13.2 Hymatik does not provide compensation for expenses or damages that such errors may have caused the Buyer, unless and to the extent that the supplier in question compensates them.

13.3 Hymatik is not liable for errors in any installation that has not been carried out by Hymatik.

13.4 Defective parts must be submitted free of charge to Hymatik on request.

13.5 Defects do not entitle the Buyer to termination of the agreement, discount of the purchase price, or withholding payment for delivered goods.

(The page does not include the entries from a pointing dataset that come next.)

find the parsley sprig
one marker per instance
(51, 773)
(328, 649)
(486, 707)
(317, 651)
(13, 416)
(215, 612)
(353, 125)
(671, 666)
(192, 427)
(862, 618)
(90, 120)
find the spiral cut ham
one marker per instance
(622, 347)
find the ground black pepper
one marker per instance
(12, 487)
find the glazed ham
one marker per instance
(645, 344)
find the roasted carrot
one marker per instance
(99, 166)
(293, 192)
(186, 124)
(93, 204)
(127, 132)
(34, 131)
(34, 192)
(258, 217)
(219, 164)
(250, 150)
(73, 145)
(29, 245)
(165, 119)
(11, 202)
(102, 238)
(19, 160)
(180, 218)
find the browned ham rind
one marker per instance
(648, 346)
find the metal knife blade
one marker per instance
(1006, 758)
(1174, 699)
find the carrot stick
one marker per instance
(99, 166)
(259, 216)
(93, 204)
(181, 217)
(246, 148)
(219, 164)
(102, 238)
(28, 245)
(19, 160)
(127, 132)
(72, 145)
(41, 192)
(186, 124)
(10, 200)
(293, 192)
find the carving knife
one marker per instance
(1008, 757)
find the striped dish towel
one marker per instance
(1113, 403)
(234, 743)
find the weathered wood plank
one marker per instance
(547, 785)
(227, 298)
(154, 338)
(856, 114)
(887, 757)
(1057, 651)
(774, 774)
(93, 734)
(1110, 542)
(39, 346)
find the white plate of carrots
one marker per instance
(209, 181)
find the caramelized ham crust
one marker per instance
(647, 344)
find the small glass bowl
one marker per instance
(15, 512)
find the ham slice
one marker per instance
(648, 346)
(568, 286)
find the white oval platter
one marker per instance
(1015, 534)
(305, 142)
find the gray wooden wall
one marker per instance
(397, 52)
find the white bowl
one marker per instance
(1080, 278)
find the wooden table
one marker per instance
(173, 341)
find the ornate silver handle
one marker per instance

13.6 Modification of or interference with the items without Hymatik's written consent releases Hymatik from any obligation.

14. Indirect losses
14.1 Hymatik is never liable or responsible for any operating losses, profit losses or other indirect losses in connection with goods sold, including losses that arise as a result of delays or defects in the goods sold.

15. Product liability
15.1 The current product rules in Danish law apply to product liability.

15.2 Under no circumstances is Hymatik liable for operating losses, lost earnings or other indirect losses.

15.3 The Buyer may not make claims against Hymatik for damages regarding product liability made by a third party against Hymatik if Hymatik is not liable to the Buyer in accordance with these terms of sale and delivery.

16. Force majeure

16.1 The following circumstances give rise to exemption from liability when they occur after agreement been reached and prevent its fulfillment: Labor disputes, strikes, lockouts and any other circumstances beyond the control of the parties, such as fire, war, mobilization or unforeseen military calls of a similar nature, acts of sabotage , requisition, seizure, currency restrictions, riots and unrest, lack of means of transport, general shortage of goods, restrictions on propellants and defects in deliveries from subcontractors, or delays in such deliveries due to some of the circumstances mentioned in this paragraph.

16.2 The party who wishes to invoke some of the circumstances mentioned in paragraph 16.1, shall without undue delay notify the other party in writing of the occurrence and termination of the event.

16.3 Both parties are entitled to terminate the agreement by written notice to the other when its fulfillment within a reasonable time becomes impossible due to some of the circumstances mentioned in paragraph 16.1.

17. Competent court
17.1 Any dispute that may arise in connection with the fulfillment of the agreement entered into in relation to these terms of sale and delivery as well as any matter in connection, shall be settled at Hymatik's home court in Odense. Any dispute must be settled in accordance with the provisions of Act no. 237 of 28 March 2003 (Danish Sale of Goods Act) to the extent that this has not been opted out by the above.